The tornado chart displays the sensitivity of the mean NPV to the 80th percentile range of each uncertainty
Although it is beyond the scope of this book, the refinement in our analysis would be to find strategies that would potentially allow us to capture the upper end of each of those upper bars. The cumulative sum of the net value of reaching those goals would show us the marginal contribution of the value of control on those top four variables . After some market and competitive reconnaissance and creative planning, we might be able to find a way legally to deter RoadRunner from coming to market at all at little to no cost to us.
You can see the uninterrupted source code for this procedure in Appendix B.
Closing Comments
- 1.
Thinking about R as a simulation alternative to spreadsheets.
- 2.
Extending R from its common orientation of statistical analysis of empirical data toward an orientation more characterized as probabilistic reasoning.

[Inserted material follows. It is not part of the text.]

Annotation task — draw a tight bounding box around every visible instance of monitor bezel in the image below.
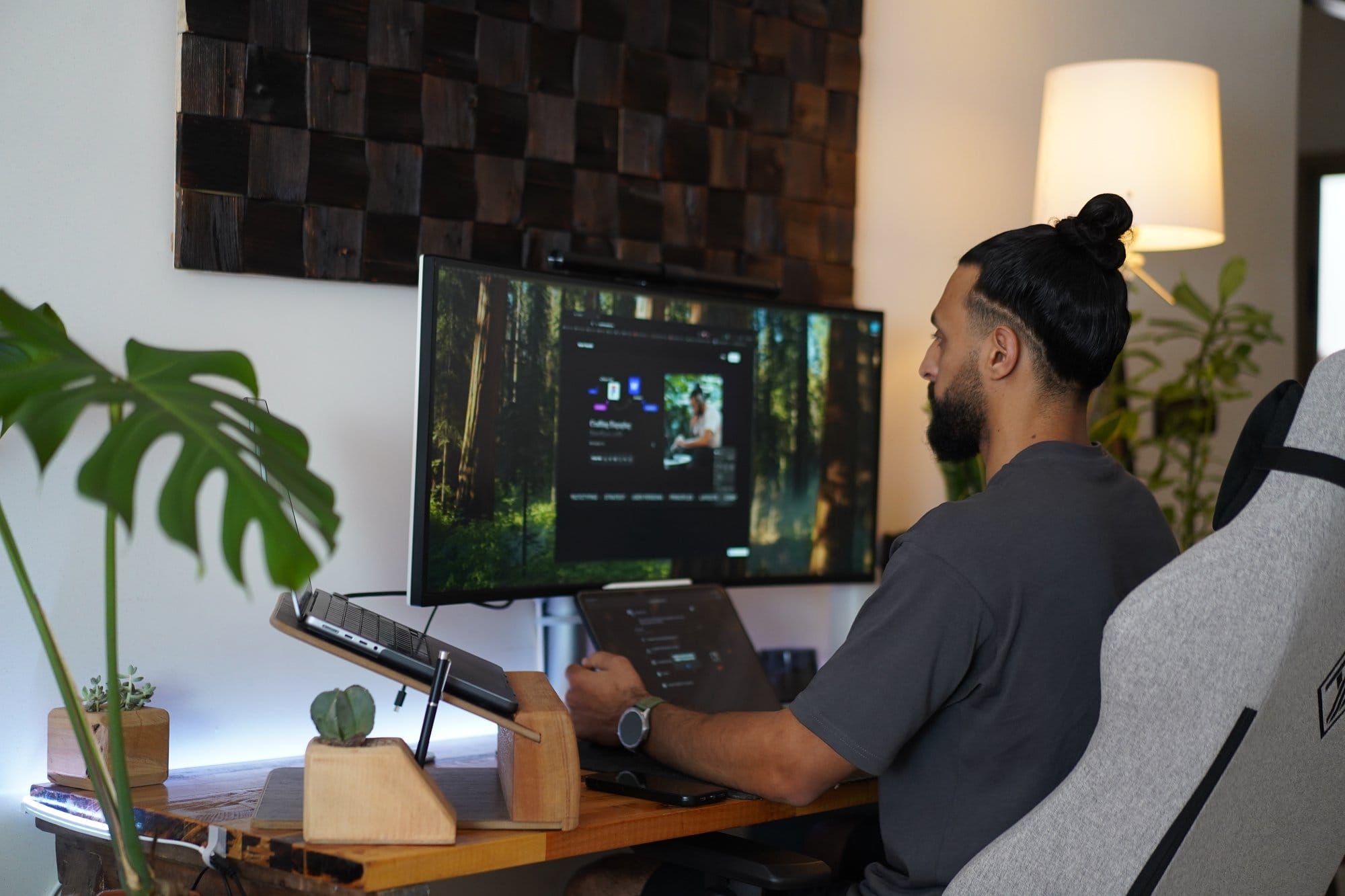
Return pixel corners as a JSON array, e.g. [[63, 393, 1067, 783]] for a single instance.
[[406, 254, 886, 607]]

The framework that we developed represented the mechanical structure for processing information we acquire through the reasoning process, but it by no means represents a complete analysis. We based our analysis on one design structure for engineering, market development, and operations. No one initial business solution can be thorough and comprehensive enough to address all the best (and worst) ways to allocate resources in the pursuit of success.
For our business cases analysis to be truly informative, we must consider multiple alternatives for achieving the same goal, simply because the process of value creation is pathway dependent. Each set of pathways faces opportunity costs that must be thoroughly explored before we can honestly say that we have performed our fiduciary responsibilities . In this tutorial, we considered only one pathway, one decision strategy. To truly learn what the future has to offer, we need to contrast and compare a good handful of thematically different ways we could take advantage of those potential offerings, measuring the risks and benefits of each, and discarding the ones that present the least opportunity to create value. We’ll explore this alternative generation approach in Part 2.
This approach is the scientific process of thinking: We develop hypotheses about how we can create value in a given opportunity context, explore the conditioning effects for what imparts greater utility to those hypotheses, and discard the hypotheses that demonstrate weak explanatory power for creating value. This, in my opinion, is the best kind of process-driven, data-supported decision making.